Many native English speakers find Chinese extremely difficult to learn. This is understandable given the apparent difference between the two language systems: Chinese is ideographic while English is phonetic.
Despite the huge differences, many Chinese words actually originated from English. This is because of the intensive engagement between China and various English-speaking countries in the past century.
Here is a list of Chinese words that originated from English that may surprise you.
1 Beer: 啤酒 (píjiǔ)
In the Ming dynasty, many foreign foods were introduced to China. For the sake of convenience, Chinese people also borrowed foreign words to name those foods.
Examples like 柠檬 (níngméng, lemon), 巧克力 (qiǎokèlì, chocolate), 芒果 (mángguǒ, mango), and 啤酒 (píjiǔ, beer) are among the most well-known.

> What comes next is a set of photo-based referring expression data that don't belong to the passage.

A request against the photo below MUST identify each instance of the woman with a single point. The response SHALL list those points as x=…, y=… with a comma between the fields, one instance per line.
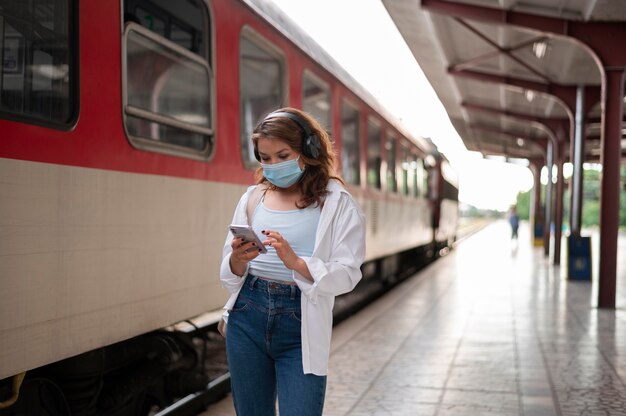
x=280, y=309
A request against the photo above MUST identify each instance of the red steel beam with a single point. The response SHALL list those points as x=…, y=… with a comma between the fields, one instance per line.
x=558, y=126
x=598, y=37
x=504, y=51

The first character 啤 (pí) approximately sounds like “beer.” The second character 酒 (jiǔ, alcohol) implies the meaning of the word.
2 Logic: 逻辑 (luóji)
After the Enlightenment swept Europe, modern science and philosophy thrived. One of the common tenets of modern science and philosophy is logic (逻辑, luóji), or the analysis and appraisal of arguments.
China has its own intellectual legacy. In ancient China, people’s intelligence was commonly referred to as 智 (zhì) or 慧 (huì). Only in modern times was intelligence measured by words like “logic.”
3 Smart: 时髦 (shímáo)
Some of the Chinese words that originated from English deviated from their original meanings throughout the years.

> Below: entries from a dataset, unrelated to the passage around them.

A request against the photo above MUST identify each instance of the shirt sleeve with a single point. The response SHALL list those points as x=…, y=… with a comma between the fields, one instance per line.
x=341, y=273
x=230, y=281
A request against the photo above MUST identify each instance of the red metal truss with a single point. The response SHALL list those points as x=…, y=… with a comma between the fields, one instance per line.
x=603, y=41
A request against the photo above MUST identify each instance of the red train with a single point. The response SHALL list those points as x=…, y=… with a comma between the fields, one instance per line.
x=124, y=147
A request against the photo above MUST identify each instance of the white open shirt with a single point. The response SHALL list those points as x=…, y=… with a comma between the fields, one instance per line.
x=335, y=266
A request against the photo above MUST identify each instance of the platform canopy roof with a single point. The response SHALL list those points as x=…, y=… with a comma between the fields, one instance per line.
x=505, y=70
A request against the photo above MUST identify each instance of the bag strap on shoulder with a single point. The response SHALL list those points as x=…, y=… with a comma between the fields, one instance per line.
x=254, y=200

时髦 (shímáo) is a word widely used in China nowadays to describe people who follow fashion trends. However it was originally translated from “smart,” and the two words remain similar phonetically.
4 Romance: 浪漫 (làngmàn)
Many English-originated Chinese words are beautifully crafted. My favorite is 浪漫 (làngmàn, romance).
浪漫 consists of two Chinese characters. 浪 (làng) refers to waves and 漫 (màn) describes a status of “unrestrained.”
Imagine that you walk unrestrained beside the waves, how romantic that would be!
5 Hysteria: 歇斯底里 (xiēsīdǐlǐ)
To be a more advanced Chinese speaker, you need to master some less-common phrases.
歇斯底里 (xiēsīdǐlǐ, hysteria) is an English-borrowed Chinese word that describes the hysteric mental state. The word is mostly phonetically approximate to its English origin.
6 Proletariat: 普罗大众 (pǔluō dàzhòng)
普罗大众 (pǔluō dàzhòng) is a common phrase referring to people in contemporary China.
I’m always confused by this phrase. 普罗 (pǔluō) seems unnecessary because 大众 (dàzhòng) alone already means the same as the whole phrase together.
Actually, 普罗 (pǔluō) originated from the English word “proletariat.” It became integrated into the Chinese as the communist movement raged throughout China in the twentieth century.
7 Plaza: 广场 (guǎngchǎng)
Japan served as an intermediate point of the China-West cultural exchange in the modern era. Due to the language proximity between Japan and China, the Japanese frequently utilized Chinese characters to translate English.
Chinese people in turn borrowed those Japanese-created Chinese words. Because of the complexity of the translation process, even many Chinese people are not aware of the English origins of certain Chinese words.
Examples include 广场 (guǎngchǎng, plaza), 联想 (liánxiǎng, imagine), and 俱乐部 (jùlèbù, club).
Language remains the core of human experience. Language is in itself a manifestation of history. The close relationship between modern Chinese and English tells us a lot about the cultural interdependence of the twentieth century.